The CMB itself contains information of what happened before the photons decoupled. The modeling before those 380.000 years depends on the CMB data.

Its high homogeneity ( 10^-5 fit to black body radiation curve) forced the current Big Bang model, because thermodynamics cannot be used to explain it, due to the light cone differences of various regions of the universe then. Thus the inflation model was incorporated in the standard Big Bang model, by introducing at the place of the singularity an effective quantization of gravity which homogenized the available energies leaving seeds that would later develop into the small CMB inhomogeneities, and the clusters of galaxies etc. This is the inflation period.

enter image description here

In between the inflation period and the CMB decoupling an extended standard model of particle physics is used to describe the process of hadronization etc.

The hope is that when gravitational waves can be scanned as was attempted with the BICEP2 experiment, one will be able to probe and verify this model, or change it.

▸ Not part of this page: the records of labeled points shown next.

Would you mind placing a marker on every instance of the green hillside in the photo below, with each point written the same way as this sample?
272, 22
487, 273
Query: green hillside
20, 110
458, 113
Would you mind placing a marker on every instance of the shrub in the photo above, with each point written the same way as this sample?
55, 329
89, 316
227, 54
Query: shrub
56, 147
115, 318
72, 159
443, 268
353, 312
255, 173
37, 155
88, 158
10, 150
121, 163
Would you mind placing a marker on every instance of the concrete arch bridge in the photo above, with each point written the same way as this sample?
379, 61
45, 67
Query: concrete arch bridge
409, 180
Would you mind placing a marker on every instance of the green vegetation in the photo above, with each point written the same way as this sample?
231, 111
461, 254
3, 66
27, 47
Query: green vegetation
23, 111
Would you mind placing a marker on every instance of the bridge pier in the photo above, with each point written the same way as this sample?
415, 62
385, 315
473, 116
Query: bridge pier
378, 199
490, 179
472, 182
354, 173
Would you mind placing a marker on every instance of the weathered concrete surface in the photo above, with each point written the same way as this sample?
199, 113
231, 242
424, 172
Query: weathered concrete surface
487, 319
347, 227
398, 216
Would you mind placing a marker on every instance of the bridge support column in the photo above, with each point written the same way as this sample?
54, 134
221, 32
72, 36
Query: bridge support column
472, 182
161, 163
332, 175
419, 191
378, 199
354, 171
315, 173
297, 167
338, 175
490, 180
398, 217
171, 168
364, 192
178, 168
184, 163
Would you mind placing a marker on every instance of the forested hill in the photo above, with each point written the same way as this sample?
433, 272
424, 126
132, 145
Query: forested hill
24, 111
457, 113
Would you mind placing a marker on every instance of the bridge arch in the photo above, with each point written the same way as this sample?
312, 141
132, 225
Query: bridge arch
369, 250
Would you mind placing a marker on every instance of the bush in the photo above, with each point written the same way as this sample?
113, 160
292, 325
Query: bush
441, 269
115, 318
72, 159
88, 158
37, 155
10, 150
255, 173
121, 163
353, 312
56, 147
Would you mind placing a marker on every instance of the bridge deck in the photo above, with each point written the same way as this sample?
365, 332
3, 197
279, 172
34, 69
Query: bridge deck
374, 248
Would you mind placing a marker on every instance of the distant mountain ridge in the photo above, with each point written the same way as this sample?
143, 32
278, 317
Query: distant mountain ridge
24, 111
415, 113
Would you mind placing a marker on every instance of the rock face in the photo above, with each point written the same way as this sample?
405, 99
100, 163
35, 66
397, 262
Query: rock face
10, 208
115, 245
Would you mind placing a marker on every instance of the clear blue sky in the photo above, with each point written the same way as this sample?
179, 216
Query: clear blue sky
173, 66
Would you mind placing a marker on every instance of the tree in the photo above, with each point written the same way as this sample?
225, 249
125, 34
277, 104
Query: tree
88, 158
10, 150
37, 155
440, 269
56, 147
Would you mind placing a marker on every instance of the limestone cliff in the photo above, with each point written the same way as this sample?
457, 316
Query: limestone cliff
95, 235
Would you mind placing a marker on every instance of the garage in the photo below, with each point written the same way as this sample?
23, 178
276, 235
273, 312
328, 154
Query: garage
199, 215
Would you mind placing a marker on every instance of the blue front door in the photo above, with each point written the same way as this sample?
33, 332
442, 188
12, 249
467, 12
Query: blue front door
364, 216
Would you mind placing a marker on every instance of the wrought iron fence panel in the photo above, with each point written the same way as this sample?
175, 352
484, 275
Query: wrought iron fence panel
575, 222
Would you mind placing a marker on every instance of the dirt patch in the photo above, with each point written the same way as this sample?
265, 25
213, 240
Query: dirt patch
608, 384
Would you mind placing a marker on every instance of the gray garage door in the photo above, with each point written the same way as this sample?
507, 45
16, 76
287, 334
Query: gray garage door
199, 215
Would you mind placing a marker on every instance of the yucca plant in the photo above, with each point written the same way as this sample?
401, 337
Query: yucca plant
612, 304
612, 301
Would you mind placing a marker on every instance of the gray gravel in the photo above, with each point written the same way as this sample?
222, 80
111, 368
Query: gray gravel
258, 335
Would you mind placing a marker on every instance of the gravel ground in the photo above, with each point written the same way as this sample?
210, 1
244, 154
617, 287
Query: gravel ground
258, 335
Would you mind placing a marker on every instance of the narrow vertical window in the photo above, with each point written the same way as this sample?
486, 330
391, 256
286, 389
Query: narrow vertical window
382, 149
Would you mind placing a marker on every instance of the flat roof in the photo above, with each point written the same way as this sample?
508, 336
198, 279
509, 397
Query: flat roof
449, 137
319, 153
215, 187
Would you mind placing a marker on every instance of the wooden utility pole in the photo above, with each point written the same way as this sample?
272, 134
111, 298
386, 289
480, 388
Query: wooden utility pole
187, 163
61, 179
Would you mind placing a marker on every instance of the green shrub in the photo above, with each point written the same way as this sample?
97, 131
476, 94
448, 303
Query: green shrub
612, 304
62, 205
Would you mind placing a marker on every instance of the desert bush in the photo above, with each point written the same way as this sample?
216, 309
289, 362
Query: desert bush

One of the main planks of evidence supporting the big bang model is the concordance of the inferred primordial abundances of helium and deuterium with the model predictions.

This primordial nucleosynthesis took place between about a second and a few minutes after the big bang. In the standard model, the primordial He and D abundances can be explained by a single parameter - the baryon to photon ratio. The same baryon to photon ratio can be independently measured from the CMB. All of the physics described by primordial nucleosynthesis requires that the universe was much hotter and denser than it was at the time of the formation of the CMB. Otherwise no nuclei would form and all the neutrons in the universe would have decayed to protons. That these abundances can be simultaneously predicted withing the same temperature-time relationship and the same baryon-photon ratio as given by the CMB is a triumph for the big-bang model.

A point of controversy is the primordial lithium abundance, which may be out of kilter by a factor of two. This may be a genuine problem, requiring alterations to the BB model, or it may be a lack of understanding of the physics of old stars in which the primordial Li abundance is estimated (see Discrepancy problem in lithium? ).